LinkAja Berambisi jadi Unicorn hingga Rencana Garap Pasar Syariah

ANTARA FOTO/Aprillio Akbar
Pengunjung melakukan transaksi menggunakan layanan keuangan berbasis elektronik LinkAja di Jakarta, Minggu (30/6/2019). LinkAja mengungkap peluang perusahaan menjadi unicorn.
Editor: Ekarina
17/12/2019, 21.31 WIB

PT Fintek Karya Nusantara (Finarya), pemegang izin uang elektronik LinkAja mengungkap  peluang perusahaan menjadi unicorn. Perusahaan juga membeberkan rencana masuk ke segmen layanan keuangan syariah tahun depan. 

Di Indonesia, saat ini tercatat ada lima perusahaan berstatus unicorn, salah satunya berasal dari sektor fintech yakni platform pembayaran digital OVO.

"Kalau ditanya, mau jadi unicorn atau tidak, pasti semua (perusahaan) ingin menjadi unicorn. Sebenarnya fokus kami untuk meningkatkan inklusi keungan di Indonesia. Tetapi, kami ingin menambah valuasi perusahaaan dari berbagai usecase yang ada," ujar Chief Financial Officer LinkAja Ikhsan Ramdan di kantornya, Selasa (17/12).

(Baca: GoPay dan LinkAja Bakal Kurangi ‘Bakar Uang’ Tahun Depan)

Adapun peningkatan usecase atau penggunaan LinkAja saat ini bisa berasal dari produk, tim, partner, melalui sumber shareholders perusahaan dari bidang telekomunikasi, bank, dan sebagainya.

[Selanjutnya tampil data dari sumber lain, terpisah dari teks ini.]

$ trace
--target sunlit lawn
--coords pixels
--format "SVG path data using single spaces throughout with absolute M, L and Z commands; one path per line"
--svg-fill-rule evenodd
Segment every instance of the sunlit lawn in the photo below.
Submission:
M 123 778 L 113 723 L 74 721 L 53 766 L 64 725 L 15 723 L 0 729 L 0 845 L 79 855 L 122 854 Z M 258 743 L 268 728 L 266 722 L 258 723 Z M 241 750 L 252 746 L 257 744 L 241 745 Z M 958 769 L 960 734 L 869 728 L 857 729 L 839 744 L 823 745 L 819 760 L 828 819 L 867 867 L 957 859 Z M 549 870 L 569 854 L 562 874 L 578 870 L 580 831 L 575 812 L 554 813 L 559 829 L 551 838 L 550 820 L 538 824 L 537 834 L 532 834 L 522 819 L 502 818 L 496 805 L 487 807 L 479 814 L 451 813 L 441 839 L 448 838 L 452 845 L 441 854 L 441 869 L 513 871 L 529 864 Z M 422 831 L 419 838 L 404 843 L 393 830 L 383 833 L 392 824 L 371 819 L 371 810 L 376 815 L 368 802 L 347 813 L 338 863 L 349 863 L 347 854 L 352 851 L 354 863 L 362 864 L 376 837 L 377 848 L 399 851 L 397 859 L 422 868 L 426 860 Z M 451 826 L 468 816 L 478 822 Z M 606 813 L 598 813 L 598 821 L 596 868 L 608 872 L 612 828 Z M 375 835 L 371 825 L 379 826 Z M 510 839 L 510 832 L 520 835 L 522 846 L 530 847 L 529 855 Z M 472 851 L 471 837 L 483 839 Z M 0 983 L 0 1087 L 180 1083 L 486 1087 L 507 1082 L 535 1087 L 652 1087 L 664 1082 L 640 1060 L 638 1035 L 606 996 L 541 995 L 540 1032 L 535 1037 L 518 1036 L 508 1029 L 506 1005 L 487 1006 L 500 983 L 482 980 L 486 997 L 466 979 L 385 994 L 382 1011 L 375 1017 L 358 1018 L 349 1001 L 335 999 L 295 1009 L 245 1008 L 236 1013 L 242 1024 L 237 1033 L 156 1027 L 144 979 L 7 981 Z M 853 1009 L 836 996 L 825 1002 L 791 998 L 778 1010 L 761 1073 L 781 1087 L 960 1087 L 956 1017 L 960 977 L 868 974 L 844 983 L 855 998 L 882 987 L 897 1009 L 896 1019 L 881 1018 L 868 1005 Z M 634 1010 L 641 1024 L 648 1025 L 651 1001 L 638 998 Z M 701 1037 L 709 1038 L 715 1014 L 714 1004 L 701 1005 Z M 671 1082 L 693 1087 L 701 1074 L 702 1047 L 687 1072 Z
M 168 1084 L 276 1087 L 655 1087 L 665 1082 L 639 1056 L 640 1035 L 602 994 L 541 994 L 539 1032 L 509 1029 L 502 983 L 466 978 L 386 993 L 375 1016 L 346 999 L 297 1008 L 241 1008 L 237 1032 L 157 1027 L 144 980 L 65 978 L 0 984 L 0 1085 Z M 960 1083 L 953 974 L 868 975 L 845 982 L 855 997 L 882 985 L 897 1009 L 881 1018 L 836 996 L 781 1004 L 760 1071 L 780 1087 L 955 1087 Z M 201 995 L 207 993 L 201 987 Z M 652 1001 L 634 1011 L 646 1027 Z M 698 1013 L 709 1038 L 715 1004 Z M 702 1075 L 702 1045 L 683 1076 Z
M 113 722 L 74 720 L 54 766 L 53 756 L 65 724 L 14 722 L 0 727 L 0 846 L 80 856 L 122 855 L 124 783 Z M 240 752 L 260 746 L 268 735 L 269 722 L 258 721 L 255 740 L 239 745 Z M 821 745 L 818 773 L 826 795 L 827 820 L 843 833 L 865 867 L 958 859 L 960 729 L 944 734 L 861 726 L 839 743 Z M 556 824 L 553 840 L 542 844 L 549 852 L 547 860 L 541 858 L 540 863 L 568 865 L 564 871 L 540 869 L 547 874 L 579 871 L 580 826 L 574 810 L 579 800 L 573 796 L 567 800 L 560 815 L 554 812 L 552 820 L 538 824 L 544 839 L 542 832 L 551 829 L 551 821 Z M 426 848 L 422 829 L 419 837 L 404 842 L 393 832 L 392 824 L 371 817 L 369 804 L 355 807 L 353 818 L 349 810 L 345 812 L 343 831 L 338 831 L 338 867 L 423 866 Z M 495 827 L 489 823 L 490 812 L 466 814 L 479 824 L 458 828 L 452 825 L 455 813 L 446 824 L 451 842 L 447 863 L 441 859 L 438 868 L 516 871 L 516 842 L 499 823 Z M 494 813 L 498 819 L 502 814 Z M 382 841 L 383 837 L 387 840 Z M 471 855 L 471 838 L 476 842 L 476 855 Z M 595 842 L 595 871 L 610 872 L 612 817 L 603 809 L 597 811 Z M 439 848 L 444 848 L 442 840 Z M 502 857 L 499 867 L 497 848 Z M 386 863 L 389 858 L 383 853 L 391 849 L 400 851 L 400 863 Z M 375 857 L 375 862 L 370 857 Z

Shareholders perusahaan, menurutnya, tak hanya membiayai ekspansi, tetapi juga mengarahkan mereka untuk membentuk kemitraan dengan pihak swasta. Karena itu, pihaknya mengaku cukup terbuka dengan berbagai skema penggalangan dana untuk pengembangan bisnis ke depan. 

"Kami membuka diri ke pihak swasta dalam bentuk kerjasama maupun modal injeksi. Namun, selebihnya kami pasti akan mengikuti arahan dari shareholders," ujar Ikhsan.

Sementara untuk layanan syariah, menurutnya hingga kini perusahaan  masih dalam proses pengajuan izin ke regulator serta masih memproses pengembangan sistemnya. Perusahaan menargetkan bisa meluncurkan fitur syariah dalam layanannya pada tahun depan.

Padahal, layanan syariah itu sebelumnya ditargetkan bisa dirilis November 2019. Chief Marketing Officer LinkAja Edward Kilian Suwigno menjelaskan, layanan itu nantinya bakal ditargetkan di daerah tier 2 dan 3. Sebab, berdasarkan data perusahaan, wilayah tersebut umumnya memiliki minat cukup tinggi terhadap layanan syariah.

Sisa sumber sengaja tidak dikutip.